In response, the U.S. government is most likely expected to demand revisions to NAFTA’s country of origin rules that raise the proportion of automobile parts that must be sourced in North America. The change would make America’s auto makers more competitive with Canadian and Mexican firms that source more of their parts outside NAFTA. It is, in essence, a bid to take back what Trump believes America has lost. Rather than acknowledge that “trade agreement[s are] no substitute for a coherent national development strategy,” the administration seems to think that NAFTA can be leveraged to re-structure the American economy.

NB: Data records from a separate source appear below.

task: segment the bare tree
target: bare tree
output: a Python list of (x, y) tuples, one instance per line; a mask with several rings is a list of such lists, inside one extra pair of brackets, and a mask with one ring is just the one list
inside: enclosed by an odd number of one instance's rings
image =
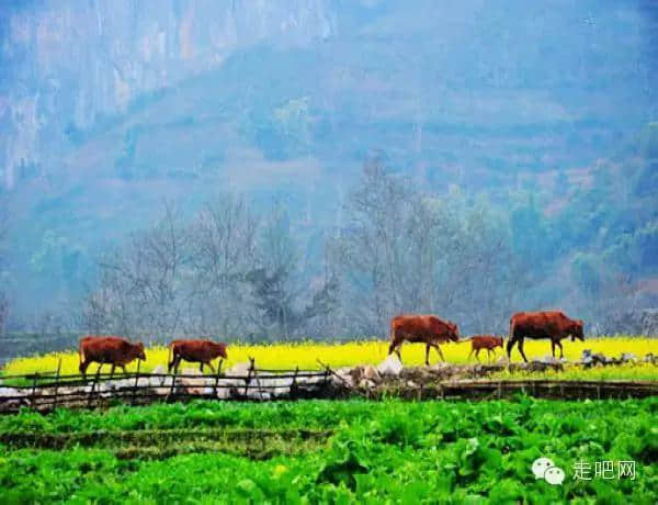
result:
[(258, 220), (242, 198), (224, 193), (206, 204), (190, 232), (192, 295), (188, 330), (249, 332), (247, 277), (256, 269)]
[(125, 334), (174, 334), (189, 296), (188, 260), (185, 233), (173, 206), (166, 203), (163, 217), (152, 228), (134, 234), (99, 262), (100, 285), (87, 299), (87, 324)]

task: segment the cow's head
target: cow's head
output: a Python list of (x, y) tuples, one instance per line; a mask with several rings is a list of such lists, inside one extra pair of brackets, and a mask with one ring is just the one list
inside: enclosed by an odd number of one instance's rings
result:
[(450, 338), (452, 341), (460, 341), (460, 328), (457, 325), (449, 322), (447, 327), (450, 329), (447, 332), (447, 338)]
[(135, 344), (135, 350), (137, 351), (137, 359), (146, 360), (146, 352), (144, 351), (144, 344), (138, 341)]
[(226, 352), (226, 344), (217, 344), (217, 351), (219, 356), (224, 359), (228, 359), (228, 354)]
[(574, 322), (571, 328), (569, 329), (569, 333), (571, 334), (571, 341), (576, 341), (577, 338), (579, 340), (585, 341), (585, 335), (582, 334), (582, 319), (576, 319)]

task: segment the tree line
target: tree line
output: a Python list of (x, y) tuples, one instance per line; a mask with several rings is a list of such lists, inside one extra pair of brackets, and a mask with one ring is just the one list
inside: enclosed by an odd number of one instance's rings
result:
[[(339, 209), (345, 218), (314, 244), (281, 202), (262, 211), (224, 192), (191, 216), (164, 202), (157, 222), (98, 258), (81, 300), (30, 328), (348, 339), (386, 336), (402, 312), (438, 314), (466, 333), (506, 333), (513, 312), (564, 308), (588, 322), (586, 333), (614, 334), (624, 311), (656, 306), (642, 279), (658, 273), (655, 203), (637, 193), (646, 181), (624, 186), (616, 172), (595, 172), (600, 183), (548, 215), (542, 191), (507, 204), (457, 188), (438, 192), (374, 157)], [(604, 183), (610, 177), (617, 182)], [(611, 211), (624, 202), (636, 211)], [(0, 333), (11, 313), (2, 285)]]

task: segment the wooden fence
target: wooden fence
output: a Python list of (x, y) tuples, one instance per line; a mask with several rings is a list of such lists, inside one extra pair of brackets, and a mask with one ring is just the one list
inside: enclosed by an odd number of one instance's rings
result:
[[(139, 362), (138, 362), (139, 363)], [(21, 407), (42, 412), (58, 406), (97, 407), (112, 403), (146, 404), (154, 401), (190, 399), (266, 401), (318, 397), (331, 385), (331, 371), (258, 369), (251, 359), (246, 374), (226, 375), (222, 366), (213, 375), (136, 372), (89, 375), (60, 374), (57, 371), (3, 375), (0, 385), (0, 413)]]
[[(320, 363), (322, 364), (322, 363)], [(251, 359), (242, 374), (225, 374), (222, 363), (213, 375), (136, 372), (90, 375), (55, 372), (4, 375), (0, 385), (0, 413), (21, 408), (48, 412), (58, 406), (87, 407), (191, 399), (270, 401), (308, 397), (362, 396), (407, 400), (495, 400), (518, 394), (560, 400), (605, 400), (658, 395), (658, 381), (461, 380), (409, 386), (392, 378), (372, 388), (349, 384), (328, 366), (320, 371), (258, 369)]]

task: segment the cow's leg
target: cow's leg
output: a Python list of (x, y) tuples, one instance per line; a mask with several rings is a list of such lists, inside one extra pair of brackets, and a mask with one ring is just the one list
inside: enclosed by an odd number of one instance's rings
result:
[(443, 357), (443, 352), (441, 351), (441, 347), (439, 347), (436, 344), (432, 344), (432, 347), (434, 349), (436, 349), (436, 352), (439, 352), (439, 356), (441, 357), (441, 361), (445, 361), (445, 358)]
[(402, 355), (400, 354), (401, 345), (402, 339), (398, 338), (397, 336), (394, 336), (390, 346), (388, 346), (388, 356), (390, 356), (393, 351), (395, 351), (395, 354), (398, 355), (398, 359), (400, 360), (400, 362), (402, 361)]
[(519, 352), (521, 352), (521, 356), (523, 357), (523, 361), (527, 362), (525, 352), (523, 352), (523, 337), (519, 338)]
[(517, 344), (517, 337), (512, 335), (512, 337), (508, 340), (508, 359), (512, 359), (512, 349), (514, 348), (514, 344)]

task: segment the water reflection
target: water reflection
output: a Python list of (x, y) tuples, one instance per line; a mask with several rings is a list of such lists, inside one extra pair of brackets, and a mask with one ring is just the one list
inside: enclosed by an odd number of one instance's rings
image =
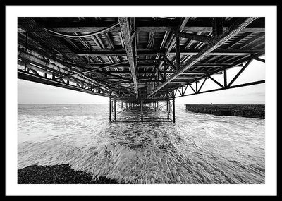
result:
[(56, 106), (60, 114), (50, 116), (51, 106), (38, 113), (35, 106), (20, 109), (19, 169), (70, 164), (94, 178), (128, 183), (264, 183), (264, 120), (193, 114), (180, 106), (176, 123), (109, 123), (107, 106)]

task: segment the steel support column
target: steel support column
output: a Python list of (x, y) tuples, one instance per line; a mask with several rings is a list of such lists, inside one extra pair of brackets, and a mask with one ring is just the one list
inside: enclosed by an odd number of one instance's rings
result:
[(172, 98), (172, 106), (173, 106), (173, 110), (172, 110), (173, 121), (173, 123), (176, 123), (176, 103), (174, 97)]
[(143, 100), (140, 102), (141, 123), (143, 123)]
[(167, 118), (169, 119), (169, 99), (166, 100), (166, 112), (167, 112)]
[(114, 120), (116, 120), (116, 99), (114, 99)]
[(109, 111), (109, 120), (111, 122), (111, 98), (110, 98)]

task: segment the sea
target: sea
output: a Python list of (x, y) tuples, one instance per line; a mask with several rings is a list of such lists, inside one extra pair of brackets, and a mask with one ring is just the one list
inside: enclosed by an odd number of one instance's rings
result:
[(109, 103), (18, 104), (18, 169), (68, 164), (93, 179), (133, 184), (264, 183), (264, 119), (179, 104), (175, 123), (154, 121), (166, 119), (160, 109), (145, 110), (141, 123), (124, 121), (139, 117), (118, 104), (110, 123)]

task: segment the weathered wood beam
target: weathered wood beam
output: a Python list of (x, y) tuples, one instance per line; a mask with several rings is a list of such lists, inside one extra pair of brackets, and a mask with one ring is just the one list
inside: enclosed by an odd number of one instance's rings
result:
[(223, 33), (223, 18), (214, 18), (212, 19), (213, 37), (221, 36)]
[(85, 74), (85, 73), (92, 73), (92, 72), (94, 72), (94, 71), (98, 71), (98, 70), (101, 70), (102, 68), (114, 67), (114, 66), (118, 66), (118, 65), (120, 65), (120, 64), (122, 64), (122, 63), (128, 63), (128, 61), (122, 61), (122, 62), (119, 62), (119, 63), (113, 63), (113, 64), (111, 64), (111, 65), (91, 69), (91, 70), (84, 71), (81, 71), (81, 72), (70, 74), (70, 75), (66, 75), (66, 76), (59, 77), (59, 78), (57, 78), (56, 79), (61, 79), (61, 78), (64, 78), (70, 77), (70, 76), (73, 76), (73, 75)]
[(174, 71), (176, 71), (176, 67), (166, 56), (164, 56), (164, 59)]
[(192, 56), (190, 59), (187, 64), (185, 65), (182, 68), (176, 72), (172, 76), (169, 78), (166, 82), (163, 83), (161, 85), (159, 85), (154, 91), (153, 91), (151, 94), (149, 95), (148, 97), (151, 97), (157, 92), (158, 92), (160, 89), (166, 86), (167, 84), (176, 78), (178, 77), (181, 75), (184, 71), (191, 68), (193, 65), (195, 65), (197, 62), (200, 61), (201, 59), (209, 55), (212, 51), (219, 48), (221, 45), (223, 44), (226, 41), (236, 35), (238, 32), (243, 30), (246, 26), (247, 26), (250, 23), (253, 22), (257, 18), (252, 17), (247, 18), (240, 18), (234, 23), (227, 30), (224, 32), (224, 33), (216, 37), (216, 39), (214, 39), (213, 42), (209, 44), (205, 48), (204, 48), (197, 55)]
[[(199, 49), (180, 49), (180, 55), (197, 55), (201, 51)], [(209, 55), (216, 56), (244, 56), (250, 54), (257, 53), (258, 50), (255, 49), (216, 49), (209, 53)], [(164, 49), (139, 49), (137, 50), (138, 55), (156, 55), (164, 54)], [(175, 55), (176, 49), (171, 50), (169, 54)], [(94, 50), (94, 51), (80, 51), (76, 53), (78, 56), (106, 56), (106, 55), (126, 55), (125, 50)], [(68, 55), (66, 55), (68, 56)]]
[[(54, 31), (60, 32), (93, 32), (102, 30), (106, 28), (107, 27), (93, 27), (93, 26), (75, 26), (75, 27), (49, 27)], [(228, 27), (224, 27), (223, 29), (226, 30)], [(173, 26), (137, 26), (136, 32), (171, 32), (175, 30), (176, 27)], [(117, 27), (114, 28), (112, 32), (120, 31), (120, 28)], [(183, 31), (184, 32), (212, 32), (212, 26), (202, 26), (202, 25), (194, 25), (194, 26), (186, 26), (183, 28)], [(246, 32), (265, 32), (264, 27), (247, 27), (245, 28), (242, 31)]]
[[(110, 73), (110, 74), (131, 74), (131, 71), (105, 71), (106, 73)], [(154, 71), (138, 71), (138, 74), (152, 74), (152, 73), (154, 73)], [(175, 72), (170, 71), (166, 71), (166, 74), (173, 74)], [(199, 74), (199, 75), (202, 75), (202, 74), (205, 74), (205, 73), (208, 73), (209, 72), (206, 72), (206, 71), (192, 71), (192, 72), (188, 72), (188, 73), (183, 73), (183, 75), (194, 75), (194, 74)]]
[(205, 35), (200, 35), (196, 34), (190, 34), (190, 33), (185, 33), (185, 32), (177, 32), (176, 34), (177, 36), (184, 38), (188, 38), (192, 40), (197, 40), (205, 43), (208, 43), (211, 41), (212, 37), (209, 36)]
[[(134, 33), (135, 32), (134, 18), (119, 17), (118, 22), (126, 50), (126, 55), (128, 56), (128, 60), (131, 71), (131, 75), (133, 79), (136, 98), (138, 98), (136, 42), (131, 40), (133, 32)], [(135, 39), (136, 39), (136, 37), (135, 37)]]

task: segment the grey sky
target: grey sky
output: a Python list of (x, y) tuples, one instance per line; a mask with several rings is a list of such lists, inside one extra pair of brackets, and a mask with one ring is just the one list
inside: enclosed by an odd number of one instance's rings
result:
[[(264, 59), (264, 56), (262, 57)], [(241, 68), (227, 72), (229, 82)], [(223, 75), (216, 75), (223, 83)], [(265, 64), (253, 61), (233, 85), (265, 79)], [(200, 83), (201, 83), (200, 81)], [(214, 89), (217, 85), (207, 80), (201, 91)], [(176, 104), (264, 104), (265, 85), (239, 87), (191, 95), (176, 99)], [(190, 91), (189, 91), (190, 90)], [(192, 92), (190, 87), (186, 94)], [(177, 96), (177, 95), (176, 95)], [(18, 79), (18, 104), (107, 104), (109, 98)]]

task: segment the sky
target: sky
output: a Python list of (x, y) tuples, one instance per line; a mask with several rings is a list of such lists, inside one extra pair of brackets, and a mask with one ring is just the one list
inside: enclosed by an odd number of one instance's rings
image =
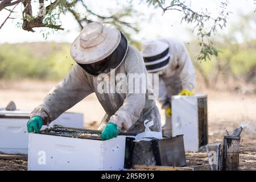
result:
[[(86, 3), (89, 7), (93, 7), (93, 10), (99, 14), (104, 14), (107, 9), (114, 9), (120, 7), (117, 0), (87, 0)], [(166, 3), (170, 1), (166, 1)], [(207, 8), (209, 12), (213, 15), (217, 13), (218, 5), (224, 0), (193, 0), (190, 2), (192, 8), (196, 10)], [(187, 1), (187, 2), (189, 2)], [(127, 5), (130, 1), (123, 1), (122, 3)], [(181, 14), (176, 11), (167, 11), (163, 14), (161, 9), (148, 7), (141, 2), (140, 0), (133, 0), (131, 2), (135, 9), (144, 14), (142, 19), (139, 22), (141, 31), (139, 34), (133, 35), (133, 38), (138, 40), (152, 39), (159, 37), (174, 37), (182, 41), (189, 41), (191, 38), (191, 25), (185, 22), (180, 24)], [(256, 8), (253, 0), (230, 0), (228, 10), (233, 13), (229, 16), (228, 27), (229, 24), (234, 23), (236, 20), (241, 14), (246, 14), (253, 12)], [(20, 12), (21, 6), (18, 6), (15, 10)], [(9, 15), (9, 11), (3, 10), (0, 11), (0, 24), (3, 22)], [(20, 14), (20, 13), (19, 13)], [(255, 13), (256, 14), (256, 13)], [(13, 15), (12, 15), (13, 16)], [(147, 17), (152, 16), (150, 21)], [(15, 15), (13, 15), (15, 16)], [(16, 43), (34, 42), (56, 42), (72, 43), (79, 34), (79, 27), (76, 23), (71, 14), (67, 14), (61, 17), (64, 31), (59, 31), (48, 36), (46, 40), (43, 36), (43, 29), (35, 28), (36, 32), (29, 32), (19, 28), (16, 22), (17, 19), (8, 19), (2, 29), (0, 29), (0, 43)], [(224, 32), (225, 30), (220, 32)]]

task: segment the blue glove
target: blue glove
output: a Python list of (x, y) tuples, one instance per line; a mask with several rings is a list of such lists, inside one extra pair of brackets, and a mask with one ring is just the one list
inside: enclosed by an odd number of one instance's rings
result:
[(39, 116), (35, 116), (31, 118), (27, 123), (27, 131), (39, 133), (43, 126), (43, 119)]
[(116, 125), (109, 123), (101, 133), (101, 139), (106, 140), (117, 137), (120, 133), (121, 130)]

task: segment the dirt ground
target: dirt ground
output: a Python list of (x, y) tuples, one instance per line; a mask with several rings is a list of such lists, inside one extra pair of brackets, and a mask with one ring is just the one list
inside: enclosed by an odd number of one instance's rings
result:
[[(0, 81), (0, 107), (14, 101), (18, 109), (32, 109), (56, 84), (32, 80)], [(196, 88), (195, 92), (208, 94), (209, 143), (222, 142), (226, 130), (230, 131), (241, 125), (246, 126), (241, 135), (240, 169), (256, 170), (256, 94), (201, 88)], [(69, 111), (84, 113), (84, 126), (91, 129), (97, 128), (104, 114), (93, 94)], [(160, 110), (160, 113), (164, 121), (164, 111)], [(204, 148), (199, 152), (187, 152), (186, 159), (187, 166), (195, 170), (209, 170)], [(27, 162), (23, 160), (0, 160), (0, 170), (26, 170), (26, 166)]]

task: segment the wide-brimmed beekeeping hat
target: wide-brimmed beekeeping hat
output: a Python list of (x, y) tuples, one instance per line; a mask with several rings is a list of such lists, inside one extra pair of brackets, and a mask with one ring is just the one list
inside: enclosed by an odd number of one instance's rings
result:
[(85, 26), (73, 42), (71, 54), (77, 63), (88, 64), (111, 55), (120, 43), (121, 33), (115, 26), (92, 22)]
[(141, 52), (149, 73), (158, 72), (164, 69), (172, 58), (169, 45), (160, 40), (146, 42), (142, 46)]

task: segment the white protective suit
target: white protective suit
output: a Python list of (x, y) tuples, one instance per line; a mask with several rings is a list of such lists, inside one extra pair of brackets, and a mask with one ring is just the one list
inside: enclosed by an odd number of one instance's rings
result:
[[(159, 40), (169, 45), (172, 59), (163, 74), (159, 76), (158, 101), (162, 104), (171, 99), (183, 89), (192, 90), (196, 82), (196, 73), (191, 59), (183, 43), (174, 39)], [(166, 114), (166, 123), (163, 127), (163, 135), (171, 136), (171, 118)]]
[[(114, 70), (115, 74), (144, 73), (147, 75), (142, 56), (133, 47), (129, 46), (126, 58)], [(110, 78), (110, 74), (106, 77)], [(129, 76), (127, 76), (129, 78)], [(102, 79), (105, 79), (104, 78)], [(93, 92), (95, 92), (106, 111), (104, 122), (117, 125), (123, 131), (141, 133), (144, 131), (143, 121), (154, 121), (150, 127), (153, 131), (162, 132), (160, 114), (154, 100), (149, 100), (153, 94), (150, 84), (146, 93), (100, 93), (97, 87), (101, 79), (86, 72), (76, 65), (68, 75), (51, 89), (44, 98), (43, 103), (34, 109), (30, 117), (40, 116), (47, 125), (61, 114)], [(120, 80), (115, 80), (118, 85)], [(154, 165), (155, 157), (150, 142), (138, 142), (134, 150), (133, 163), (138, 164)]]

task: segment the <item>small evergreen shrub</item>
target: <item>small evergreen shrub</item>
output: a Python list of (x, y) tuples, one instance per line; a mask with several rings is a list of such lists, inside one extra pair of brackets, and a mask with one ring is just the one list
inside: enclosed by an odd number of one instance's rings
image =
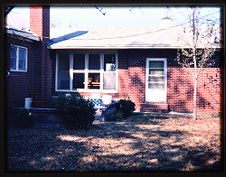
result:
[(20, 128), (31, 128), (35, 122), (32, 119), (32, 113), (28, 109), (18, 110), (17, 125)]
[(131, 100), (121, 99), (119, 105), (124, 117), (129, 117), (135, 111), (135, 104)]
[(89, 128), (95, 120), (92, 102), (77, 94), (59, 94), (55, 106), (63, 125), (68, 129)]
[(134, 110), (135, 104), (131, 100), (121, 99), (103, 111), (103, 116), (106, 121), (123, 120), (132, 115)]

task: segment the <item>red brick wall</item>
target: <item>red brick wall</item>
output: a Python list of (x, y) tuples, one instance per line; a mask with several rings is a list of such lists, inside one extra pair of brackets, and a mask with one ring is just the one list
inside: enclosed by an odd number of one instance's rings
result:
[[(198, 80), (197, 110), (199, 112), (222, 112), (222, 69), (205, 68)], [(193, 110), (193, 69), (168, 68), (167, 99), (169, 108), (177, 112)]]
[[(34, 78), (34, 73), (36, 71), (34, 70), (33, 66), (36, 62), (36, 58), (33, 51), (36, 44), (27, 42), (25, 40), (18, 40), (12, 37), (8, 37), (7, 44), (8, 49), (10, 49), (10, 44), (23, 46), (28, 49), (27, 72), (10, 71), (10, 62), (8, 62), (8, 71), (10, 72), (7, 77), (8, 106), (21, 107), (24, 106), (24, 99), (26, 97), (34, 97), (34, 90), (32, 86), (36, 81)], [(10, 52), (10, 50), (8, 52)], [(36, 77), (38, 77), (38, 75)]]
[(32, 6), (30, 8), (30, 29), (41, 38), (39, 54), (39, 60), (41, 60), (41, 102), (38, 101), (37, 106), (47, 106), (53, 94), (53, 63), (50, 59), (50, 51), (47, 49), (47, 42), (50, 34), (49, 7)]
[[(130, 98), (136, 110), (163, 110), (176, 112), (193, 111), (193, 81), (187, 75), (191, 69), (181, 68), (174, 58), (177, 50), (119, 50), (118, 51), (118, 93), (113, 98)], [(167, 58), (167, 103), (146, 103), (145, 69), (146, 58)], [(222, 112), (222, 74), (219, 67), (206, 68), (199, 79), (198, 111)], [(81, 93), (90, 96), (93, 93)], [(103, 93), (106, 94), (106, 93)], [(153, 106), (149, 107), (150, 104)], [(158, 110), (157, 110), (158, 111)]]

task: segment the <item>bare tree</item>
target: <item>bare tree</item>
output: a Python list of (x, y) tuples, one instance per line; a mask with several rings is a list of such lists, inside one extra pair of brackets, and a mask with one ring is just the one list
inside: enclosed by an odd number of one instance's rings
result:
[[(215, 64), (213, 57), (216, 48), (219, 45), (219, 19), (210, 20), (200, 17), (200, 11), (197, 7), (191, 8), (189, 26), (184, 28), (179, 40), (183, 40), (186, 48), (179, 49), (177, 62), (186, 68), (193, 68), (190, 74), (193, 77), (193, 118), (197, 119), (197, 90), (198, 81), (204, 68)], [(191, 34), (190, 41), (187, 34)], [(186, 37), (185, 37), (186, 36)]]

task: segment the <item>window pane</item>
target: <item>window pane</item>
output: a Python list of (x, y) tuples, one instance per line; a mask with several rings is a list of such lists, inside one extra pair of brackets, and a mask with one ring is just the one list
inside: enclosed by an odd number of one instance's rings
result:
[(74, 73), (73, 75), (73, 89), (84, 88), (84, 73)]
[(149, 82), (164, 82), (164, 76), (148, 76)]
[(164, 89), (164, 83), (148, 83), (149, 89)]
[(89, 69), (99, 70), (100, 69), (100, 55), (89, 54)]
[(58, 89), (70, 89), (70, 75), (67, 71), (59, 71), (58, 72), (58, 80), (57, 80), (57, 88)]
[(74, 64), (73, 68), (75, 70), (85, 69), (85, 54), (74, 54)]
[(26, 70), (26, 49), (19, 48), (18, 70)]
[(109, 89), (109, 90), (116, 89), (116, 73), (115, 72), (104, 73), (104, 89)]
[(70, 75), (69, 75), (69, 55), (59, 54), (58, 60), (58, 89), (70, 89)]
[(69, 54), (59, 54), (58, 70), (69, 72)]
[(89, 73), (88, 74), (88, 88), (89, 89), (100, 89), (100, 73)]
[(10, 48), (10, 69), (16, 70), (16, 47), (11, 46)]
[(150, 75), (164, 75), (164, 69), (149, 69)]
[(104, 55), (104, 71), (115, 71), (116, 62), (114, 54), (105, 54)]
[(164, 61), (149, 61), (149, 68), (164, 68)]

Secretary Ross has indicated that he would like to change NAFTA’s dispute settlement arrangements, but not its controversial ISDS provisions. Instead, the U.S. objects to the portion of NAFTA that provides for binational review panels to adjudicate state-to-state disputes on dumping and unfair pricing. These panels played a prominent role in the U.S.-Canada softwood lumber dispute, and have regularly sided with Canada (especially when Canadian adjudicators outnumber their southern peers, as they did in 1994 and 2004). Unsurprisingly, the Americans would like a re-think.
ISDS, on the other hand, seems likely to remain in place. The Canadian Centre for Policy Alternatives (CCPA) notes that of all cases brought before the ISDS panels until 2015, Canada had a record of six wins and seven losses, Mexico six and five, and the United States 11 wins with no losses. The American government is unlikely to challenge a system that has served it so well. It is doubly unlikely to do so when its leadership is composed of former investors like Secretary Ross, and presided over by a man who has made a career by suing people.
In fairness to the U.S., Canada has shown equal disinterest in the kinds of modernizing reforms that might correct what critics say are NAFTA’s deepest flaws. For all the grilling the Canadian government has faced under NAFTA’s ISDS rules (according to the CCPA, Canada has faced more lawsuits than any other party, and between 2005 and 2015 was the target of 70 percent of all suits brought before NAFTA panels), it has defended the use of ISDS provisions in its free trade agreements, including in its negotiations over the Comprehensive Economic and Trade Agreement (CETA) with the European Union.
Nor do Canada and the U.S. have any particular interest in building strong environmental protections into NAFTA. Canada still exports more oil to the U.S. than any other product, and for all their differences it appears that Trump and Prime Minister Justin Trudeau both want to see more pipelines running south.
It is still too early to predict what exactly will happen to NAFTA. It could be modernized and updated, as some critics hope. It could split into two agreements, fulfilling Trump’s stated preference for bilateralism — and shielding Canada from the worst of his anger at Mexico. Or it could become something else: something much less reciprocal, much less integrating, and much more confrontational. If that happens, we might need a new way to describe what was once called North America’s “free” trade agreement.
An earlier version of this article was published with the NATO Association of Canada on Feb. 23, 2017.